Clara Hughes : le sport l'a sauvée de la déchéance

Auteur
Marie Josée Turgeon
Clara Hughes, athlète olympique canadienne

Porte-parole nationale de Bell Cause pour la cause afin d’appuyer les initiatives en santé mentale, Clara Hughes vient tout juste de publier son autobiographie dans laquelle elle parle de ses médailles, mais aussi de l’envers de celles-ci.

Biographie de Clara Hughes, coeur ouvert, esprit ouvert

 

 

Le sport

Le sport est probablement ce qui a sauvé Clara de la déchéance vers laquelle elle se dirigeait dès l’âge de 13 ans. Élevée dans une famille dysfonctionnelle, avec un père alcoolique et une sœur délinquante, l’athlète aurait pu tomber dans le même piège si elle n’avait pas vu Gaétan Boucher patiner son dernier tour de piste aux Olympiques de 1988. C’est en le voyant filer sur la glace qu’elle a ressenti l’envie d’enfiler des patins et de s’entraîner, chose qu’elle a faite avec détermination avant de se tourner vers le vélo.

Du patinage de vitesse au cyclisme, Clara s’est promenée entre ces deux sports demandant une discipline d’entraînement intense, une alimentation irréprochable, une hygiène de vie parfaite. Malgré ce qui nous a été relaté dans les médias au sujet des exploits sportifs de la belle rousse, sa vie était loin d’être rose et son mal de vivre refaisait régulièrement surface.

 

 

Santé mentale

Seule athlète de l’histoire à avoir gagné des médailles olympiques à la fois dans des Jeux d’hiver et des Jeux d’été, Clara Hughes ne le cache plus depuis quelques années : elle a connu la dépression. Malgré toutes ses réussites sportives, la jeune femme ne se sentait pas à la hauteur et c’est ce qu’elle raconte dans Clara Hughes : Cœur ouvert, esprit ouvert.
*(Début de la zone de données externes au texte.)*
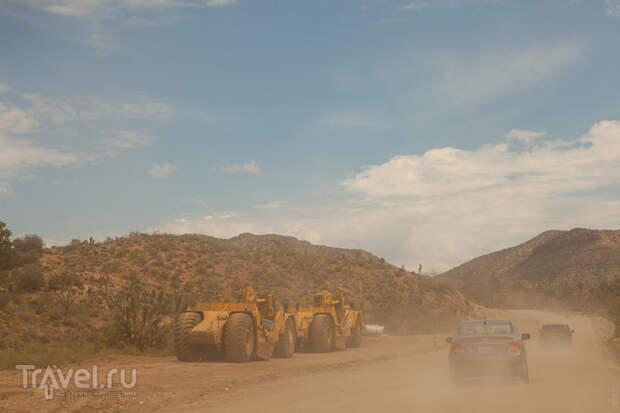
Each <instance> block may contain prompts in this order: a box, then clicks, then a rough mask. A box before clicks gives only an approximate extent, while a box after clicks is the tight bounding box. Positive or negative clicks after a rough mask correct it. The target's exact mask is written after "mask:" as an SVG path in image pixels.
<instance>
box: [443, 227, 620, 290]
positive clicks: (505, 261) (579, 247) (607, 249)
mask: <svg viewBox="0 0 620 413" xmlns="http://www.w3.org/2000/svg"><path fill="white" fill-rule="evenodd" d="M442 276H443V277H447V278H451V279H456V280H460V281H463V282H467V283H474V284H475V283H478V282H482V281H485V280H488V279H489V278H492V277H502V278H505V279H512V280H515V279H525V280H542V279H556V278H562V279H566V280H568V279H571V280H575V281H579V280H581V281H585V280H588V279H590V278H598V279H608V280H613V279H616V278H618V277H620V231H605V230H588V229H582V228H576V229H573V230H570V231H546V232H543V233H542V234H540V235H538V236H536V237H534V238H532V239H531V240H529V241H527V242H524V243H523V244H521V245H517V246H516V247H512V248H508V249H505V250H501V251H498V252H494V253H492V254H488V255H484V256H482V257H478V258H475V259H473V260H471V261H469V262H466V263H465V264H462V265H459V266H458V267H456V268H453V269H451V270H450V271H447V272H445V273H444V274H442Z"/></svg>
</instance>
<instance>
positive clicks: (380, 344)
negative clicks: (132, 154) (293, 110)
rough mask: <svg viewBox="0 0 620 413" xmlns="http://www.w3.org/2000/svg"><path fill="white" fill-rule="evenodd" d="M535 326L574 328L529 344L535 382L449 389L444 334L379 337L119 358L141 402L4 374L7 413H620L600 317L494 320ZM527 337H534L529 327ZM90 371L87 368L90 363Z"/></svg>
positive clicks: (499, 384)
mask: <svg viewBox="0 0 620 413" xmlns="http://www.w3.org/2000/svg"><path fill="white" fill-rule="evenodd" d="M495 315H496V316H501V317H510V318H513V319H517V320H519V321H518V323H520V324H522V325H523V326H527V327H530V328H531V327H532V326H535V325H536V324H537V323H538V324H539V323H544V322H568V323H570V324H571V326H572V327H573V328H574V329H575V330H576V333H575V343H574V346H573V349H572V350H569V351H563V352H549V351H546V350H544V349H541V348H540V347H539V346H538V345H537V343H536V340H535V339H534V340H532V342H530V343H529V357H530V375H531V383H530V384H529V385H528V384H521V383H518V382H513V381H511V380H502V379H482V380H473V381H471V382H469V383H467V384H466V385H464V386H459V387H455V386H452V385H451V384H450V383H449V380H448V370H447V360H446V356H447V347H446V345H445V344H444V343H443V338H444V337H445V336H411V337H379V338H375V339H370V340H368V341H367V342H366V343H365V345H364V346H363V347H362V348H360V349H352V350H347V351H344V352H333V353H329V354H303V353H301V354H296V355H295V356H294V358H293V359H292V360H281V359H273V360H271V361H269V362H252V363H247V364H243V365H239V364H228V363H178V362H176V361H174V360H172V359H171V358H148V359H147V358H143V357H113V358H109V359H106V360H94V361H92V363H96V364H97V365H98V366H100V368H112V367H115V368H123V367H125V368H129V367H135V368H137V369H138V373H139V374H138V385H137V386H136V387H135V389H133V390H134V391H135V393H136V394H135V396H129V397H94V396H89V397H75V398H69V399H63V398H58V397H56V398H55V399H54V400H52V401H44V400H43V392H42V391H41V390H36V391H33V390H31V389H27V390H24V389H21V387H18V384H19V383H21V373H20V374H16V372H3V373H2V374H0V410H1V411H33V410H39V411H138V412H141V411H144V412H146V411H149V412H180V411H187V412H195V413H198V412H218V413H219V412H224V413H226V412H228V413H234V412H247V411H271V412H278V413H279V412H295V413H303V412H313V413H315V412H323V411H334V410H338V411H342V412H361V413H364V412H377V411H381V412H413V411H419V412H429V413H432V412H476V413H483V412H493V413H495V412H503V413H504V412H505V413H517V412H562V413H570V412H616V411H617V412H620V368H618V364H617V361H615V360H612V359H611V358H610V357H609V356H608V355H606V354H605V352H604V346H603V345H602V340H604V339H606V338H607V337H609V334H611V332H612V328H611V325H610V324H609V323H608V322H607V321H605V320H603V319H600V318H593V317H585V316H561V315H558V314H552V313H546V312H539V311H516V312H515V311H512V312H495ZM521 330H522V332H531V331H526V330H525V329H523V328H522V329H521ZM83 365H87V366H88V363H86V364H84V363H83Z"/></svg>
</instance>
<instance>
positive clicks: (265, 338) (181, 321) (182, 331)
mask: <svg viewBox="0 0 620 413" xmlns="http://www.w3.org/2000/svg"><path fill="white" fill-rule="evenodd" d="M295 339H296V334H295V323H294V319H293V318H292V317H291V316H290V315H288V314H287V313H286V312H284V311H283V310H282V309H279V308H277V306H276V305H275V303H274V299H273V294H271V293H270V294H260V293H257V292H256V291H254V289H253V288H251V287H247V288H244V289H243V290H242V291H241V292H240V294H239V296H238V300H237V302H234V303H228V302H223V300H221V298H220V301H219V302H211V303H200V304H197V305H196V306H194V307H192V308H190V309H188V310H187V311H185V312H183V313H181V314H180V315H179V316H178V317H177V319H176V323H175V328H174V347H175V354H176V356H177V359H179V360H180V361H199V360H208V359H209V358H215V357H218V356H222V355H223V356H225V358H226V360H228V361H230V362H235V363H241V362H245V361H249V360H252V359H253V358H258V359H263V360H268V359H270V358H271V357H272V355H276V356H278V357H291V356H292V355H293V353H294V352H295V341H296V340H295Z"/></svg>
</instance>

Bien sûr, elle est fière d’avoir remporté six médailles olympiques, de nombreuses médailles en championnats du monde ainsi que dans divers autres événements sportifs d’envergure. Seulement, elle ne se sentait jamais vraiment bien avec elle-même.

C’est avec beaucoup de franchise et d’humilité qu’elle nous raconte à quel point elle n’aimait pas son corps, son poids, au point à se forcer à n’ingurgiter que 800 calories par jour alors qu’elle imposait à ses muscles une discipline d’enfer. Elle nous confie également ces mots qu’elle inscrivait sur sa main avant ses compétitions pour s’encourager à donner son meilleur, pour calmer ses angoisses lors des courses auxquelles elle participait.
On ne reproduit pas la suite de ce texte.